ページ65『情報詮索』
「ケプナス様はまたもや、お役立ちしてしまったのですね」
ケプナスは持っていた杖を押し付けるようにエイに渡し、ナルの方に向かって歩いてゆく。
ケプナスの作ったコンソメスープ、技名『どろどろスープ』
作り方は一風変わりないコンソメスープだが、究極級の不味さを秘めている一応食用品。濁ったドブ川のような色をしている。
どろどろスープは、スプーンで1口食べるだけでも、ケプナス以外の人はHPを大幅に減らされる。

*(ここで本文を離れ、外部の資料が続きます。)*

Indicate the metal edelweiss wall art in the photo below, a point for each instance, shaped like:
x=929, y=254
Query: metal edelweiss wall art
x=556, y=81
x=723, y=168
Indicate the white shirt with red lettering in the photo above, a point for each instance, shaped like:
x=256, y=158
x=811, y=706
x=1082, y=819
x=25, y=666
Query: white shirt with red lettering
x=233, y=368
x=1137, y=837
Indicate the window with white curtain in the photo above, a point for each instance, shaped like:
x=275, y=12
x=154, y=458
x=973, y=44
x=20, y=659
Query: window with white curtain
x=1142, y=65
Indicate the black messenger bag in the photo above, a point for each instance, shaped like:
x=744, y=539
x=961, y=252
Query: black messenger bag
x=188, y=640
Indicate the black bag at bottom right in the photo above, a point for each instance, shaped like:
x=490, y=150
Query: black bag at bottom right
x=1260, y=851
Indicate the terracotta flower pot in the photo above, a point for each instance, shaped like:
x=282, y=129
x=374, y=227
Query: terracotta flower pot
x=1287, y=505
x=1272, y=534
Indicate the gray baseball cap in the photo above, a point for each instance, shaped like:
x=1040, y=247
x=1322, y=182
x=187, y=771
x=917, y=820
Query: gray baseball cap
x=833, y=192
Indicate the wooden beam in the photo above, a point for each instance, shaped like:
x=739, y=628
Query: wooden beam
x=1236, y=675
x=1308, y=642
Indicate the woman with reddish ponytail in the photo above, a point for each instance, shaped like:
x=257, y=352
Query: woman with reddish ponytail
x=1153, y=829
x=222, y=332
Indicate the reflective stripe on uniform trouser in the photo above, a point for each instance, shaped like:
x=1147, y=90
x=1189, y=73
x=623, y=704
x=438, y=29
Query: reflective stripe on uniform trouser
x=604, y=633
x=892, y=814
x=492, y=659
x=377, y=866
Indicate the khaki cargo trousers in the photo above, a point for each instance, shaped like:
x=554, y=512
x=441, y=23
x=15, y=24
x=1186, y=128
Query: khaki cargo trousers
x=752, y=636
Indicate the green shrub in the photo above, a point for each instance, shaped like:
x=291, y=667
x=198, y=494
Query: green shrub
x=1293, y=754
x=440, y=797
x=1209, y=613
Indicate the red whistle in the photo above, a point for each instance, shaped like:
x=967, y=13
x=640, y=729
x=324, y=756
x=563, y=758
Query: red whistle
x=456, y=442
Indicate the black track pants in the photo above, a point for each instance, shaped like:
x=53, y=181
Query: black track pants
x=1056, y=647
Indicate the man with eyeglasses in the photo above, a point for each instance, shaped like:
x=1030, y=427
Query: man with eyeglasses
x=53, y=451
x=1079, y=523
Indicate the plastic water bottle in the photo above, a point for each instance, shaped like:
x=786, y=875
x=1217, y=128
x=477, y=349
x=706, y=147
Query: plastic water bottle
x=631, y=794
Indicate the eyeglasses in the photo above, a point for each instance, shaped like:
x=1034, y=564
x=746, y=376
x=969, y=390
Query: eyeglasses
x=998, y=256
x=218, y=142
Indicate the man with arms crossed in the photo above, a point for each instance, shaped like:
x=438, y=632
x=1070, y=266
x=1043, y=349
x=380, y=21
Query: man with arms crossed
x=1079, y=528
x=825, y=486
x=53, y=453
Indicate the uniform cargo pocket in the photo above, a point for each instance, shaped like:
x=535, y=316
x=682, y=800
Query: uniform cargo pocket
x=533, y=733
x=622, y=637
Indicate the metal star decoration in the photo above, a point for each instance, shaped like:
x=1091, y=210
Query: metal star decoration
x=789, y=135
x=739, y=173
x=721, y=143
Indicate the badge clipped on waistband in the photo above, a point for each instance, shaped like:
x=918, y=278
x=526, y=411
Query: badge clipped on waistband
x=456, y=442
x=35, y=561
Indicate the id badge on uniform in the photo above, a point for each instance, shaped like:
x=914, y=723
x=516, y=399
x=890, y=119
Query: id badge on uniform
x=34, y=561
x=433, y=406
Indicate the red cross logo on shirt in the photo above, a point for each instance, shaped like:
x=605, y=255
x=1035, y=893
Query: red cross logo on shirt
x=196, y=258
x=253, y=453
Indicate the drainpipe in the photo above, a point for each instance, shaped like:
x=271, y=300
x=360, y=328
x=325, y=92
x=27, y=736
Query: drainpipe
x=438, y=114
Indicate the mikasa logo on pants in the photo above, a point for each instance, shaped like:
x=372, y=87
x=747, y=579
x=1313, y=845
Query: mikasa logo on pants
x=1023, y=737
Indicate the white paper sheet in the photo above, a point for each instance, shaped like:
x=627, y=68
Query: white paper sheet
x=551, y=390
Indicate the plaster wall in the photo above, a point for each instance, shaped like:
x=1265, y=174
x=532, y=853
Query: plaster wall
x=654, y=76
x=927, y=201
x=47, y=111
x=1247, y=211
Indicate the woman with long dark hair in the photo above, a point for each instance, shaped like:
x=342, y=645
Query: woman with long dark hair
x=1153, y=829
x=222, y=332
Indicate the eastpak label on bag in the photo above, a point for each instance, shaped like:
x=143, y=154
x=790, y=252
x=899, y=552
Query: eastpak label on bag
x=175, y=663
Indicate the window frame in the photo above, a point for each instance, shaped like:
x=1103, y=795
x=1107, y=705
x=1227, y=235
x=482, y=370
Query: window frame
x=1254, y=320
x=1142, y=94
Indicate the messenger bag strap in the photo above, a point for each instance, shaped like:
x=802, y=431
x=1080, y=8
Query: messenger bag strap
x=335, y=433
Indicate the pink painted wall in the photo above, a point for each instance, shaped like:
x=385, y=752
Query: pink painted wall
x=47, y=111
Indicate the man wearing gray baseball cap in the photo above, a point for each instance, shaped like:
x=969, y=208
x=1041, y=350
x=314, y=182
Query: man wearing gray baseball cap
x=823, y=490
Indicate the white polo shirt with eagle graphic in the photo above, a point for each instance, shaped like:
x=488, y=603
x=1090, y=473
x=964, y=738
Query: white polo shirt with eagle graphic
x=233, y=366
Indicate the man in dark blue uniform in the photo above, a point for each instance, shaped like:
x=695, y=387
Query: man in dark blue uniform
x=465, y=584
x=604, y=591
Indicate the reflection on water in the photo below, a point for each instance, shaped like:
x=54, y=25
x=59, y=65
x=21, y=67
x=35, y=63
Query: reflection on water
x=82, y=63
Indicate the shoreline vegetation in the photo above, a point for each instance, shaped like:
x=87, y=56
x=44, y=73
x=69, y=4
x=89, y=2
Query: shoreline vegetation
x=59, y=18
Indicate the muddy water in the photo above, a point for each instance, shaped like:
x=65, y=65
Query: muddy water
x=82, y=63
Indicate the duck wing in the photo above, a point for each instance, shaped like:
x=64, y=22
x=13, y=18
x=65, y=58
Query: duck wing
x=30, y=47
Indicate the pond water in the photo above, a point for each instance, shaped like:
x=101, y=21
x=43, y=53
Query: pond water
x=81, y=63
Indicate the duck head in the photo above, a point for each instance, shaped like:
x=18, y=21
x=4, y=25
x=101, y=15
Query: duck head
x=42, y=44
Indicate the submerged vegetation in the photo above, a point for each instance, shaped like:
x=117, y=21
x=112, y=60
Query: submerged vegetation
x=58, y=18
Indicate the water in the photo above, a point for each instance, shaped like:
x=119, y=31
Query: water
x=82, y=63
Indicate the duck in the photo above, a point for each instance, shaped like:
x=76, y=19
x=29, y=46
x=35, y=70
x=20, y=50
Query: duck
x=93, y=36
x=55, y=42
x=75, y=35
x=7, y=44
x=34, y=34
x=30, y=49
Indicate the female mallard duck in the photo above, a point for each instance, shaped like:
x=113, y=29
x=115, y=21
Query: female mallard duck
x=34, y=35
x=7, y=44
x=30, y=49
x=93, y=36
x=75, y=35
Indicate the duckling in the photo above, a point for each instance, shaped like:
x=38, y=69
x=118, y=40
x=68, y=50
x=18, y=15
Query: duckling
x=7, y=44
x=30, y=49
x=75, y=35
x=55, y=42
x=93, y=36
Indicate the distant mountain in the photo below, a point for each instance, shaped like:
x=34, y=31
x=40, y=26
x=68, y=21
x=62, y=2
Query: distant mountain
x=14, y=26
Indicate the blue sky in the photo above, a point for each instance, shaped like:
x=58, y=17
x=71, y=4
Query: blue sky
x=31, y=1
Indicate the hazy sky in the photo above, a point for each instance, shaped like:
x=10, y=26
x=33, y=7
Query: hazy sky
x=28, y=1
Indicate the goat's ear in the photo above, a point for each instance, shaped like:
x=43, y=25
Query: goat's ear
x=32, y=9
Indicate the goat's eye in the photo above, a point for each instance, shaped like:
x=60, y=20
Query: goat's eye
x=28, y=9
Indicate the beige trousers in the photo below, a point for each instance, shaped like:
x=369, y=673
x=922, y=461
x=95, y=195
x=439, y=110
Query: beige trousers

そこにハプの能力を追加。料理を魔法にすることが出来、デバフを追加。エイの魔力を追加、これにより攻撃能力を高める。ケプナスと能力合体させているため、デバフ効果も上乗せ。デバフを重ねる。
攻撃低下、更に低下、低下。防御低下、更に低下、低下に低下を重ねる。継続系ダメージを付与。更に重ねて、重ねて、重ねて。
それからの、大ダメージ。
ハプ&エイ&ケプナスによって作られたどろどろスープは、とても強い。
今回のどろどろスープは、エイの魔法と同一化させている。その為、ナルにはどろどろスープを食らった痕跡はなく、その場にただ倒れている。
「みちびきて、いい加減に死んだのです? 」
「う…」
「い、生きてる!? 美味しすぎて、成仏したのでは!? 」
ナルは腕を支えに、顔を少し上に上げた。瀕死状態なのは、間違いない。
「ハプ、スルーリー…」
ナルがハプの名前を呼ぶ。ハプは即座に反応し、ナルのそばに駆け寄って、屈んだ。
「何、かな。ナル」
「ありがとう、なの」
ハプは目を丸くする。どうして、感謝されるのだろうか。
ナルは、震える手をハプに向かって伸ばした。
「『過去の声』を聞かせる時に…ハプには、聞きたくない声を聞かせることが出来なかった…。感知はできて、それにしようと思ったの。でも、知識がなかった。この世界の人じゃないから。バグが発生したの。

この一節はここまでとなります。